Menurut Shinta, di satu sisi banyak pekerjaan baru yang tercipta berkat investasi-investasi baru yang masuk. Namun demikian, di luar daripada PHK, Indonesia juga harus menyiapkan 3-4 juta pekerjaan baru setiap tahunnya. Oleh karena itu, menurutnya saat ini Indonesia perlu melakukan revitalisasi padat karya.

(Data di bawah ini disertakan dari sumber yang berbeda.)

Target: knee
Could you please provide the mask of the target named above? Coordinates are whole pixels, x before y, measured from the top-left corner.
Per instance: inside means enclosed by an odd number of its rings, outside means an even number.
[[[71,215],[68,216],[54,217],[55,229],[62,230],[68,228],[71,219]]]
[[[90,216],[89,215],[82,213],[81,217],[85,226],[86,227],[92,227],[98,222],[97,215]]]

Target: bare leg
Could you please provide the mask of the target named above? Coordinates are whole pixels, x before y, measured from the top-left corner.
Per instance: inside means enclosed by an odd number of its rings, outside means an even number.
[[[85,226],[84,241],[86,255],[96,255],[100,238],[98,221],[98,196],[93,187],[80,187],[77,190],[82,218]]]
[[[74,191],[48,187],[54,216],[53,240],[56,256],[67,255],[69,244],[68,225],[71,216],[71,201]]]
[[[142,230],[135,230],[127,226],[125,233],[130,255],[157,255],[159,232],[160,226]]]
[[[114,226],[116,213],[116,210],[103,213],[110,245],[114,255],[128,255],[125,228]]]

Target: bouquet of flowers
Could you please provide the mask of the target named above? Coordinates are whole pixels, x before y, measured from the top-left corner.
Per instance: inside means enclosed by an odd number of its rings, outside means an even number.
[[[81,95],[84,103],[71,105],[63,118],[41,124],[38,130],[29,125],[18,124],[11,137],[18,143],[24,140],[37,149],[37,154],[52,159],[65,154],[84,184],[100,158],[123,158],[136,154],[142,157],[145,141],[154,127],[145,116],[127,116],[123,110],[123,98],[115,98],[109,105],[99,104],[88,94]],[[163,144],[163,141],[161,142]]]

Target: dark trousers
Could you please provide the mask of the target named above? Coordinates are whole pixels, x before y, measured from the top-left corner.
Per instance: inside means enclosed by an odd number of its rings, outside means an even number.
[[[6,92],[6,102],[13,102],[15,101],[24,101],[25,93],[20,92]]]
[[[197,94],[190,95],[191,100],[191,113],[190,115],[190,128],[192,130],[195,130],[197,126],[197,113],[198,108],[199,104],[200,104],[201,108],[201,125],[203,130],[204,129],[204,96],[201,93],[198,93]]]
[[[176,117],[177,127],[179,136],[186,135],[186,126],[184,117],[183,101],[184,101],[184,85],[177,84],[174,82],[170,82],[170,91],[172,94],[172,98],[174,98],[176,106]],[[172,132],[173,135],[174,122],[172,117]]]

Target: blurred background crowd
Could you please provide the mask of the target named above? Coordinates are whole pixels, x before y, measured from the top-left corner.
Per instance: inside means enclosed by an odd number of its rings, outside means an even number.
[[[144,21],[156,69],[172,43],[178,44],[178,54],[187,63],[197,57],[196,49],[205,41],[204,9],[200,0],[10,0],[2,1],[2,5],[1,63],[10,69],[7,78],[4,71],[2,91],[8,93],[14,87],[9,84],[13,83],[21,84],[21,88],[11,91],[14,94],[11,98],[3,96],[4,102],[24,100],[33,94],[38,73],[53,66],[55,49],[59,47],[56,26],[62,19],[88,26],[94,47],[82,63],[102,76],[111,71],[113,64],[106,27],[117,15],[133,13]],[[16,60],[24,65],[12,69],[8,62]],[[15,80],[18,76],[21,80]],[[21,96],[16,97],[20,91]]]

"Jadi walaupun sudah ada pekerjaan baru dari investasi yang masuk, ini tidak bisa memadai dengan kondisi yang ada. Yang jelas, kenaikan yang sangat signifikan dan tidak berhenti di sini," ujarnya.
Alasan PHK Terjadi
Apindo melakukan survei kondisi usaha kepada 357 perusahaan anggotanya pada Maret 2025. Salah satu hasilnya dirangkum 5 alasan paling utama dari para perusahaan yang melakukan aksi PHK.
Berdasarkan hasil survei tersebut yang tercantum dalam bahan paparan Shinta, tercatat alasan dengan vote tertinggi (pertama) karena terjadi penurunan permintaan. Alasan tersebut mendapat vote dari 69,4% perusahaan.
Di posisi kedua, 43,4% perusahaan mengaku mengambil langkah PHK karena alasan kenaikan biaya produksi. Ketiga, 33,2% perusahaan melakukan PHK karena perubahan regulasi ketenagakerjaan berupa upah minimum (UM).
Keempat, 21,4% perusahaan melakukan PHK karena alasan tekanan produk impor. Kelima, 20,9% perusahaan melakukan PHK karena karena faktor teknologi atau otomasi. Kemudian dari jumlah perusahaan yang disurvei, 67,1% di antaranya menyatakan tidak berencana untuk melakukan investasi baru satu tahun ke depan.